Correlation between phenotypic characteristics and DNA relatedness within Enterococcus faecium strains.

We noted that a number of enterococcal strains isolated from human clinical specimens resembled Enterococcus faecium but were able to produce acid from glycerol, raffinose, and/or sorbitol, while others failed to form acid from mannitol. An additional concern was that many of these strains with atypical phenotypic characteristics also appeared to acquire vancomycin resistance. In order to determine if such atypical strains were variants of E. faecium or new Enterococcus species, 35 E. faecium or E. faecium-like strains (grouped into 10 phenotypes on the basis of the results of the following tests: capacity to form acid from glycerol, mannitol, raffinose, or sorbitol and susceptibility to vancomycin) and four strains of Enterococcus faecalis were taken from our culture collection, analyzed for their whole-cell protein profiles by sodium dodecyl sulfate-polyacrylamide gel electrophoresis, and identified to the species level by DNA-DNA reassociation experiments.

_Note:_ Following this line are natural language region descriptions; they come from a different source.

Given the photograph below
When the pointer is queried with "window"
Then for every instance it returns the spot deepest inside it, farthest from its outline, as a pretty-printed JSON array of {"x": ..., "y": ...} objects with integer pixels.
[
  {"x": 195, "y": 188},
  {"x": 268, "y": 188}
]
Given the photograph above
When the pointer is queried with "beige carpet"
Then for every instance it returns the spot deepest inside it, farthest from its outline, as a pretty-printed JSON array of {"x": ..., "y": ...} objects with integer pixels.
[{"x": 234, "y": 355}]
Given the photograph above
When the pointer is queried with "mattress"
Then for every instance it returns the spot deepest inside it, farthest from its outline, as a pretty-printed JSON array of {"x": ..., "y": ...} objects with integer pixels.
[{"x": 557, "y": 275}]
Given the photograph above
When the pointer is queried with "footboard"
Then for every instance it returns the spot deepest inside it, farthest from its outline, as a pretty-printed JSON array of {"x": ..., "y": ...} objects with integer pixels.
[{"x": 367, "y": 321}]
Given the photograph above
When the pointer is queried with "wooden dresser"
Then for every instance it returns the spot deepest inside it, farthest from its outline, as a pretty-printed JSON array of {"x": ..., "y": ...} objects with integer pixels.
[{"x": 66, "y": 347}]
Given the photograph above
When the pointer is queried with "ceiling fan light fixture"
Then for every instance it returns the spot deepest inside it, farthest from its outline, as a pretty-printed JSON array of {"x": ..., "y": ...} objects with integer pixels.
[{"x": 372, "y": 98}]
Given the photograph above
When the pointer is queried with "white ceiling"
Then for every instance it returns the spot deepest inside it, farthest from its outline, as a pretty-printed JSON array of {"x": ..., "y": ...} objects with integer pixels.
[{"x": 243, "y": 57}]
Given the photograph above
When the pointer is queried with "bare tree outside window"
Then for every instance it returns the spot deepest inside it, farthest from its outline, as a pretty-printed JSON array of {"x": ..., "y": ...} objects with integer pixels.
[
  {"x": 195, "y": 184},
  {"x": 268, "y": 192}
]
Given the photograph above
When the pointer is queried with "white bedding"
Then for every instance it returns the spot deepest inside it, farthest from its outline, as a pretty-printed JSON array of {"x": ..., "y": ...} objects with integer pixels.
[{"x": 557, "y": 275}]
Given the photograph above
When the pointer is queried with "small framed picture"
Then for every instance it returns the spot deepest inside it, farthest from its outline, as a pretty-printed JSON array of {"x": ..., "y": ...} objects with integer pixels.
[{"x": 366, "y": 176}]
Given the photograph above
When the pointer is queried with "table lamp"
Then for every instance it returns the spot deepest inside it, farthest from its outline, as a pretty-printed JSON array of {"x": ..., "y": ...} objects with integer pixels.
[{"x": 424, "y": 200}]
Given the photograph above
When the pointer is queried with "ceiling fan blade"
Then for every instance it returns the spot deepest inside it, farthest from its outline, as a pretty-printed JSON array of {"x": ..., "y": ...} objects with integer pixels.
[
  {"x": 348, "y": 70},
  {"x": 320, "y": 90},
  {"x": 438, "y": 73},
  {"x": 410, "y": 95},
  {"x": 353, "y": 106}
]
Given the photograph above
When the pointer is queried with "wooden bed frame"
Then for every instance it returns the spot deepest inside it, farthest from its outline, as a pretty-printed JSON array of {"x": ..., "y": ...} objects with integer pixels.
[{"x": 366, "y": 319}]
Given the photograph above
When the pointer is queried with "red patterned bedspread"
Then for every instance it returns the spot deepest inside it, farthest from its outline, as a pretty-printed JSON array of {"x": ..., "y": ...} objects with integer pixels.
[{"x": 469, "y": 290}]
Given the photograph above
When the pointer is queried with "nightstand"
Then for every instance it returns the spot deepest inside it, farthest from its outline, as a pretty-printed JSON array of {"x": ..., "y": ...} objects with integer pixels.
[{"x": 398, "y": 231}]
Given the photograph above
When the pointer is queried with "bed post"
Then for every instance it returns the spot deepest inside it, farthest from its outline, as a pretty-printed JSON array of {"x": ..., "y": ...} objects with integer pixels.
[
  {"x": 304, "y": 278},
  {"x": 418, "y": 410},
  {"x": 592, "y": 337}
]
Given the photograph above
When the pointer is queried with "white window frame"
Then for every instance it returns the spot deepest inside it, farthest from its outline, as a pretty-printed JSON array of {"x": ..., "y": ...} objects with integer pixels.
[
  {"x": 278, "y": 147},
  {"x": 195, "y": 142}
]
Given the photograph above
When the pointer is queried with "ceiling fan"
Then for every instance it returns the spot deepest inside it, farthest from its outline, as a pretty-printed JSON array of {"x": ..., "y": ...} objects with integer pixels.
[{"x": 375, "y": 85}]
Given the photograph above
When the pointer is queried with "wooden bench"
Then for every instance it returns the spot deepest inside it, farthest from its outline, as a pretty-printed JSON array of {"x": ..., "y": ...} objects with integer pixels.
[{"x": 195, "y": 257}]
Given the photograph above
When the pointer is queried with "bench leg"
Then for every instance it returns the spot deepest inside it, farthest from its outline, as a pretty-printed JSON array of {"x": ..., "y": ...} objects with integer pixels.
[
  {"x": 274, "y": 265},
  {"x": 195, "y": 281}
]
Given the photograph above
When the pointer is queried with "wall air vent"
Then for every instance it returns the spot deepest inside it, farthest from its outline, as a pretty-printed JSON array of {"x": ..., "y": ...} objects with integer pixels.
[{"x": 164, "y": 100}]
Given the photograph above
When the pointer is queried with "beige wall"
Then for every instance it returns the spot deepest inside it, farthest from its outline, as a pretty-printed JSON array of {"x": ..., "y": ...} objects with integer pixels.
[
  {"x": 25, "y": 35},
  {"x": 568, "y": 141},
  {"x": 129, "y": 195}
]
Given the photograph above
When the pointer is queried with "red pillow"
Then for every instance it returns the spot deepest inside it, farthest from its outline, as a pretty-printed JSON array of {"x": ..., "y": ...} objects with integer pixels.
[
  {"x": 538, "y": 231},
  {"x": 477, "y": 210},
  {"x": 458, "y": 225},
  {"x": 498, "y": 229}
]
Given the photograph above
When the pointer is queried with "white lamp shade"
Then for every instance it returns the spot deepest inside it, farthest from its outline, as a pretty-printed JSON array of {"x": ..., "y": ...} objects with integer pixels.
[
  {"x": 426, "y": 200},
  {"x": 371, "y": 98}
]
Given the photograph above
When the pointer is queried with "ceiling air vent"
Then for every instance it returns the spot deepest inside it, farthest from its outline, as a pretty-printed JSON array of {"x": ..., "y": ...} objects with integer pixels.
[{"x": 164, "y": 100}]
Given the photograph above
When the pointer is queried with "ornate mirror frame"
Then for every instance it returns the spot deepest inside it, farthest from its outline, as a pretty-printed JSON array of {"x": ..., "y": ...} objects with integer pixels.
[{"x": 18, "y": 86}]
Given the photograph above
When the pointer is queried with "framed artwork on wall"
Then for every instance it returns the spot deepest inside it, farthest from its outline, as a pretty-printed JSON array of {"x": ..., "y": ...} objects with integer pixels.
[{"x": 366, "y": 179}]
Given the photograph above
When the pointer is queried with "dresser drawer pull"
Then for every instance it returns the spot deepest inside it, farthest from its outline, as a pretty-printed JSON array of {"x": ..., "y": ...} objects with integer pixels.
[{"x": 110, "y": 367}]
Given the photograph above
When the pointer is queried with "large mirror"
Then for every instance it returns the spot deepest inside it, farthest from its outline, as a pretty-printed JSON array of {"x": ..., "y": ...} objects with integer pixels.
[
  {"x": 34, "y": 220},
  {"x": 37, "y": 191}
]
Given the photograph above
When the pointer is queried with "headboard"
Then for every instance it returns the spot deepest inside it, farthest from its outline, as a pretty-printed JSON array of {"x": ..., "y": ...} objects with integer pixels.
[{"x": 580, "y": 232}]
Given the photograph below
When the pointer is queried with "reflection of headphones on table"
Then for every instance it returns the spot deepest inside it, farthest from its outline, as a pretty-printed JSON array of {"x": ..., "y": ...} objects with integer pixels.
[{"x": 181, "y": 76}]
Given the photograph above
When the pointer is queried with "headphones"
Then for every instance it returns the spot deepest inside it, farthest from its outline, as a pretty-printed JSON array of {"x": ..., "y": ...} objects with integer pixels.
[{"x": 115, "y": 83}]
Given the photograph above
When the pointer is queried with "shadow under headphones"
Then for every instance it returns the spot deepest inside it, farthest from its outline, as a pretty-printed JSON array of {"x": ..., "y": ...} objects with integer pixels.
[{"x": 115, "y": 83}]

All E. faecium-like strains, including four mannitol-negative variants, conformed to at least two of three DNA-DNA relatedness criteria: they were 70% or more related to the type strain of E. faecium at optimal conditions, they had less than 5% divergence within the related sequences, and they had a relatedness of 60% or greater under stringent conditions. The protein profiles of atypical strains were similar to those of typical strains and were easily distinguishable from those of E. faecalis and other enterococcal species. The five E. faecalis strains were 12 to 16% related to the E. faecium type strain. These results indicate that the phenotypic description of E. faecium should include all of these variable characteristics.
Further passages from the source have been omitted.